In the strongest statement yet from the US administration on the affair, Haley said Washington shared the UK's assessment that the Russian state was behind the poisoning and demanded a firm international response.
"The US believes that Russia is responsible for the attack on two people in the UK using a military-grade nerve agent," Haley said in her remarks at a UN Security Council emergency session on Wednesday, blasting the Russian government for flouting international law, the CNN report said.
"If we don't take immediate concrete measures to address this now, Salisbury will not be the last place we see chemical weapons used," said Haley.
"They could be used here in New York or in cities of any country that sits on this council."

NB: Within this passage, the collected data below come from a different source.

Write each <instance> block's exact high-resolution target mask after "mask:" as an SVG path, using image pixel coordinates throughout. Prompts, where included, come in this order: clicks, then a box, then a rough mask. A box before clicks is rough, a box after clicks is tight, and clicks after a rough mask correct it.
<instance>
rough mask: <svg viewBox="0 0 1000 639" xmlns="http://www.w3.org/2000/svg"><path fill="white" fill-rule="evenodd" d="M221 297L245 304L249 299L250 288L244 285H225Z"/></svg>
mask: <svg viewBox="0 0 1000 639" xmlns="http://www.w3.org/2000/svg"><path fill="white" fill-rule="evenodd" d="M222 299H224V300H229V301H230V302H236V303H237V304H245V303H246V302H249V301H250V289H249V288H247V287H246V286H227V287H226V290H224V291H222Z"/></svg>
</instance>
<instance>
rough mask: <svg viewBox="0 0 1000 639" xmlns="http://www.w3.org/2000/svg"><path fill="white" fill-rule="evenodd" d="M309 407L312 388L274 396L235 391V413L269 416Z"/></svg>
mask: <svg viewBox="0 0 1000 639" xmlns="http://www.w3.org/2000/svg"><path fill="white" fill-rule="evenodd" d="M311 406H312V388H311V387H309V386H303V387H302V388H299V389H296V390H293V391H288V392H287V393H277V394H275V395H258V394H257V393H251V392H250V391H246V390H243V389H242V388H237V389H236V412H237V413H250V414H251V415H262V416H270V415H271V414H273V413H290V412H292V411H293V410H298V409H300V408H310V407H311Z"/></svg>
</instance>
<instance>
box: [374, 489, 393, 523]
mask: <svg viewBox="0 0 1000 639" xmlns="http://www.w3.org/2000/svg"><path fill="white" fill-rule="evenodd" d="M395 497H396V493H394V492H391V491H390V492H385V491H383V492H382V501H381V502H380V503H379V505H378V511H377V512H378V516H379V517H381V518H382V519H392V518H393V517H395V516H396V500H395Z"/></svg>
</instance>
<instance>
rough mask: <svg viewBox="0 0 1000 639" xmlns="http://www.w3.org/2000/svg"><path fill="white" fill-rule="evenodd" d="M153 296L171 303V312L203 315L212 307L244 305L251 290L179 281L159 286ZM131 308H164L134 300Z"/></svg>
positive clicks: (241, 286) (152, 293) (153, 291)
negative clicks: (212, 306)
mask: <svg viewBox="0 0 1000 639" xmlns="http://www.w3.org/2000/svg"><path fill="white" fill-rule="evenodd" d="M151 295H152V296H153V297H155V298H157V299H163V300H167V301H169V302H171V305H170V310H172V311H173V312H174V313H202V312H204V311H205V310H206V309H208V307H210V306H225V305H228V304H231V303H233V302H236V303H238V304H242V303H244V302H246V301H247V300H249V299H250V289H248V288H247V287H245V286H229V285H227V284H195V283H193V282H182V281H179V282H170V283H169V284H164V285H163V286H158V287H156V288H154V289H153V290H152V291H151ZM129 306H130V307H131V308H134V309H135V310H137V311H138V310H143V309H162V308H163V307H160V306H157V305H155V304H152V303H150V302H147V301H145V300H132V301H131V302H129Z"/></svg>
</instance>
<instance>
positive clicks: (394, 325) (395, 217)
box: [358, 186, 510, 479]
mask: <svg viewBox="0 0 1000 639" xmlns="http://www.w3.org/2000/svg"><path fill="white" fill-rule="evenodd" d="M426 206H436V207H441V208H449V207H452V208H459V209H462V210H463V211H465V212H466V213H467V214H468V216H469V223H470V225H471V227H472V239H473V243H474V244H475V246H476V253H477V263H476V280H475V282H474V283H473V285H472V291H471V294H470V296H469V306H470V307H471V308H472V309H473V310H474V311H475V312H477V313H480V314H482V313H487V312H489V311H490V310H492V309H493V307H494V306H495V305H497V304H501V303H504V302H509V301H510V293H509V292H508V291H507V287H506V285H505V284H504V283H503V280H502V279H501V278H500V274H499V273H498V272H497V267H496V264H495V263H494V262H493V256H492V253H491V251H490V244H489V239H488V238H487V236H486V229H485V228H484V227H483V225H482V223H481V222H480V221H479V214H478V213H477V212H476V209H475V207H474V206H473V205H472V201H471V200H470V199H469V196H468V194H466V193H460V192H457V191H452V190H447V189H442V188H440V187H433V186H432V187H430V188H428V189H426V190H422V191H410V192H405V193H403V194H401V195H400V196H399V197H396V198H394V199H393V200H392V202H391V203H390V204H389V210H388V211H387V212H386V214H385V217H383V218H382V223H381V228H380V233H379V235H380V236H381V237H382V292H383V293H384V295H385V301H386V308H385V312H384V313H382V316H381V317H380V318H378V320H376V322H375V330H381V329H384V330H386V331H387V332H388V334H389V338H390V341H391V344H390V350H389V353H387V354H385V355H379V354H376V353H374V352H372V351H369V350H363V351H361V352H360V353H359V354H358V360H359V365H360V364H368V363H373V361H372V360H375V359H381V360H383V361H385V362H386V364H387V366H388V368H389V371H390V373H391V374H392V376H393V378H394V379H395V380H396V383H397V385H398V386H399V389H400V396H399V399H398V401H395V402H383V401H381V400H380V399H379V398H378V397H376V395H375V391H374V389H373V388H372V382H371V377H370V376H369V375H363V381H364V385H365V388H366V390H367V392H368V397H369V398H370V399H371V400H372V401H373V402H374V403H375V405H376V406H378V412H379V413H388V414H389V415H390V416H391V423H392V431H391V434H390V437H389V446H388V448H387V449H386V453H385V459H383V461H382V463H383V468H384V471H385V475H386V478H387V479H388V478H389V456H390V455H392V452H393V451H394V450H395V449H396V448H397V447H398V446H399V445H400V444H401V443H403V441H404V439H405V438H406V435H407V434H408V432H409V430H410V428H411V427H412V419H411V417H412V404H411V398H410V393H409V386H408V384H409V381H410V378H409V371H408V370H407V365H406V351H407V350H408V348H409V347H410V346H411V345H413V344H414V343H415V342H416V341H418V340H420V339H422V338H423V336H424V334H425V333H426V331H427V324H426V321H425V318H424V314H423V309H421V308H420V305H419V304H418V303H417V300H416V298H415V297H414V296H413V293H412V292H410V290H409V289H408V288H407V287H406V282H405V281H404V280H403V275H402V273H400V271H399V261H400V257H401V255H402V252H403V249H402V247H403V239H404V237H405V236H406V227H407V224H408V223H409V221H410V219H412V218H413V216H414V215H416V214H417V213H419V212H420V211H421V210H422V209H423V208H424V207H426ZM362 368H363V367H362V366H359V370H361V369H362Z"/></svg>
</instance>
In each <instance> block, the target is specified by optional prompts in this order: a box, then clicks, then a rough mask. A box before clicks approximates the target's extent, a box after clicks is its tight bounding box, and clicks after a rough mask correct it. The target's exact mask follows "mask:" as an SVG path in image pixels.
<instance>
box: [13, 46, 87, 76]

Russia, however, has dismissed the accusations as "fairy tales" and denied any involvement in the attack which landed the Skripals, along with a British police officer, in the hospital.
The UK believes Russia was behind the attempted murders of Sergei Skripal and his daughter Yulia because of the nerve agent used. Novichok, was developed in the Soviet Union and could not be replicated by non-state actors, CNN quoted UK officials as saying.
London on Wednesday announced it would expel 23 Russian diplomats after Moscow failed to meet a UK deadline to give a "credible response".
Moscow's Ambassador to the UN, Vassily Nebenzia, even suggested the UK might have been responsible for the attack in an attempt to smear Russia. "In the Russian Federation, no scientific research or development work under the title Novichok were carried out," he told the Security Council.
Laying the blame firmly at Russia's door and highlighting Moscow's support of the Assad regime in Syria following that government's use of chemical weapons against civilians, Haley told fellow diplomats the world had reached "a defining moment".
"Time and time again, members states say they oppose the use of chemical weapons under any circumstance," said Haley. "Now one member stands accused of using chemical weapons on the sovereign soil of another member.
"The credibility of this Council will not survive if we fail to hold Russia accountable," she said.